Eles sonham com o fim do desemprego e a volta da confiança
Luiza Helena Trajano, do Magazine Luiza, e Natale Dalla Vecchia, da Lojas Cem, revelam o que gostariam de ganhar de presente no Dia do Comerciante, comemorado hoje (16/07)

Juntos, eles possuem pouco mais de mil lojas no país, faturam perto de R$ 14 bilhões por ano e empregam aproximadamente 31 mil pessoas, número equivalente à população de muitas cidades do interior paulista, como Guararapes e Cachoeira Paulista.
Em meio à maior crise da história brasileira, o que dois dos maiores empreendedores do varejo de eletroeletrônicos do país, Luiza Helena Trajano e Natale Dalla Vecchia, gostariam de ganhar de presente no Dia do Comerciante, comemorado hoje (16/07).
“A volta do nível de confiança do consumidor na economia. Sem confiança, as pessoas não compram e as vendas e o emprego caem”, afirma Luiza Helena, presidente do conselho de administração da rede Magazine Luiza, com 783 lojas espalhadas em 16 Estados brasileiros.
“O fim ou pelo menos a redução do desemprego.
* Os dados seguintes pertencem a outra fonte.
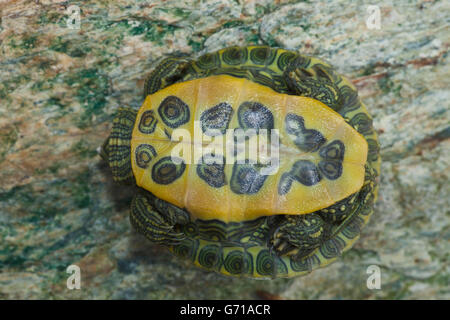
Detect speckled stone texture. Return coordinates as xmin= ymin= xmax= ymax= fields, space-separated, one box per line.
xmin=0 ymin=0 xmax=450 ymax=299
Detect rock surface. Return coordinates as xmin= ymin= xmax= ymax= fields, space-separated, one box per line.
xmin=0 ymin=0 xmax=450 ymax=299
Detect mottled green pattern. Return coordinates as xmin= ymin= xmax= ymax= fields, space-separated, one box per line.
xmin=0 ymin=0 xmax=450 ymax=299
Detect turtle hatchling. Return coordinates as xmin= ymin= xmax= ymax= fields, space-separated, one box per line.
xmin=101 ymin=46 xmax=380 ymax=279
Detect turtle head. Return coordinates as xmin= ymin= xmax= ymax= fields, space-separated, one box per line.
xmin=100 ymin=108 xmax=137 ymax=184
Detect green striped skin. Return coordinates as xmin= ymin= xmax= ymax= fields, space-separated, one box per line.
xmin=110 ymin=46 xmax=380 ymax=279
xmin=100 ymin=108 xmax=137 ymax=184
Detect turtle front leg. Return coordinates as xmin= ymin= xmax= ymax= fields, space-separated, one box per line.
xmin=130 ymin=192 xmax=189 ymax=245
xmin=269 ymin=213 xmax=330 ymax=257
xmin=283 ymin=55 xmax=340 ymax=110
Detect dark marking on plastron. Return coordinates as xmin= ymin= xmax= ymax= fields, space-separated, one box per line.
xmin=285 ymin=113 xmax=326 ymax=152
xmin=200 ymin=102 xmax=233 ymax=134
xmin=158 ymin=96 xmax=190 ymax=128
xmin=135 ymin=144 xmax=157 ymax=169
xmin=238 ymin=101 xmax=274 ymax=132
xmin=152 ymin=157 xmax=186 ymax=185
xmin=197 ymin=154 xmax=226 ymax=188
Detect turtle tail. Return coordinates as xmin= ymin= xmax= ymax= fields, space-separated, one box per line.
xmin=100 ymin=108 xmax=137 ymax=184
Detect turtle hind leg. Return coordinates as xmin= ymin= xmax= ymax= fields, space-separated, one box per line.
xmin=270 ymin=213 xmax=331 ymax=257
xmin=100 ymin=108 xmax=137 ymax=184
xmin=283 ymin=55 xmax=340 ymax=111
xmin=130 ymin=192 xmax=186 ymax=245
xmin=144 ymin=58 xmax=189 ymax=98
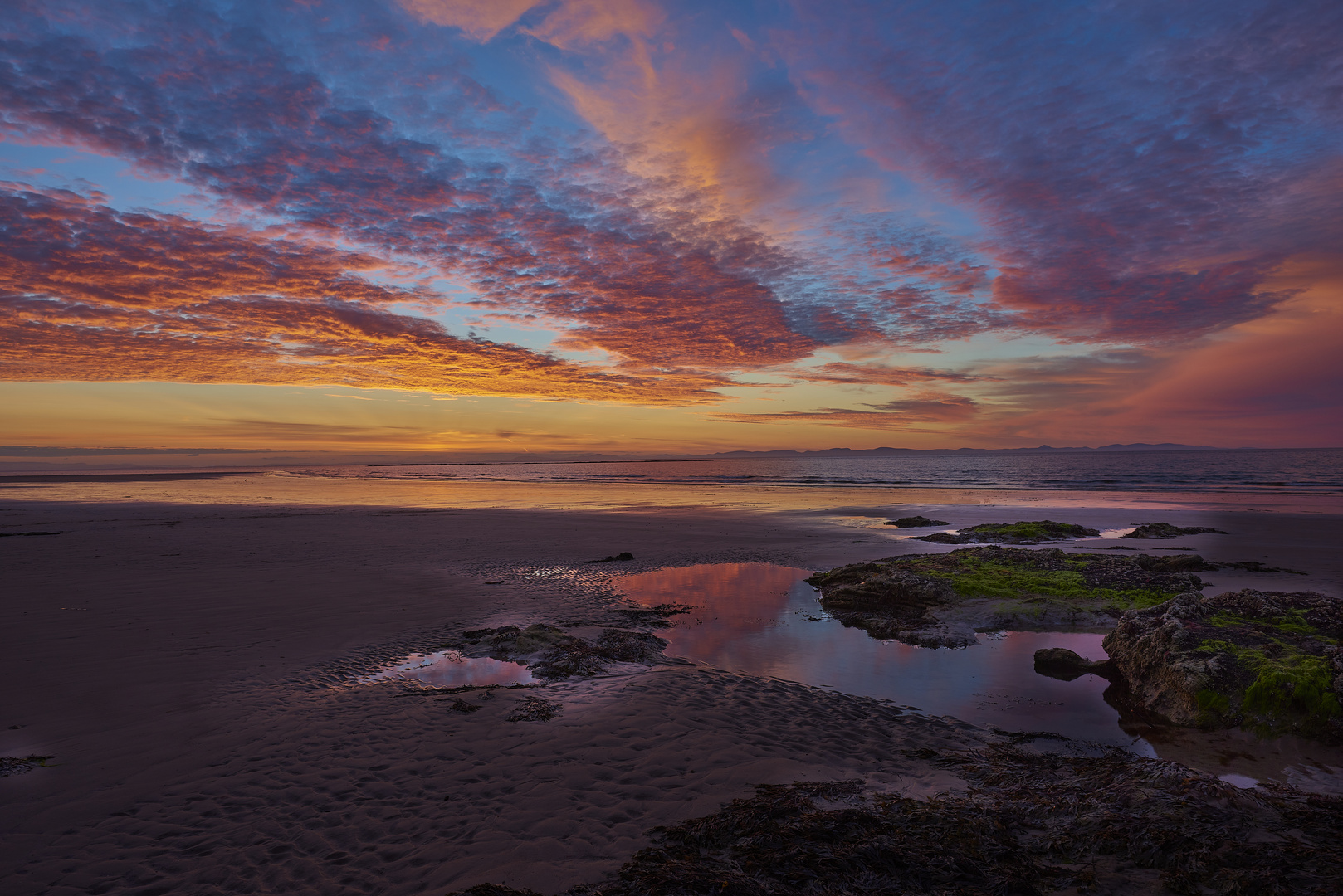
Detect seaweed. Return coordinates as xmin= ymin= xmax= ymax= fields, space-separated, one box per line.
xmin=448 ymin=743 xmax=1343 ymax=896
xmin=1119 ymin=523 xmax=1226 ymax=538
xmin=0 ymin=753 xmax=55 ymax=778
xmin=1104 ymin=588 xmax=1343 ymax=740
xmin=508 ymin=694 xmax=564 ymax=722
xmin=912 ymin=520 xmax=1100 ymax=544
xmin=882 ymin=547 xmax=1202 ymax=608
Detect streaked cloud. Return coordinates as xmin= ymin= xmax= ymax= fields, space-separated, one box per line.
xmin=0 ymin=0 xmax=1343 ymax=443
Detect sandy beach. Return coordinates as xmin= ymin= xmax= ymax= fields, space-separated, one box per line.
xmin=0 ymin=475 xmax=1343 ymax=896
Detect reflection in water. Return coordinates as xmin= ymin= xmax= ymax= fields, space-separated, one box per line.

Nós iniciamos 2015 com 11 mil empregados. Hoje, estamos com um pouco mais de 9 mil. É lamentável. A que ponto chegou este país!”, diz Natale Dalla Vecchia, sócio-proprietário da Lojas Cem, rede com 238 lojas no interior de São Paulo, Paraná, Rio de Janeiro e Minas Gerais.
Os dois empresários atuam em um dos setores que mais sofreram com a crise. Últimos dados do IBGE mostram que, em maio, o volume de vendas do comércio de móveis e eletrodomésticos caiu 14,6% em relação a igual mês de 2015. Na média de todo o varejo, a queda foi de 9%, no período.
Desde que a crise começou a dar as caras, o consumidor reduziu significativamente a compra de bens mais caros, como fogões, geladeiras, lavadoras de roupas, televisores e móveis, como reflexo da queda da renda e também do crédito mais restrito.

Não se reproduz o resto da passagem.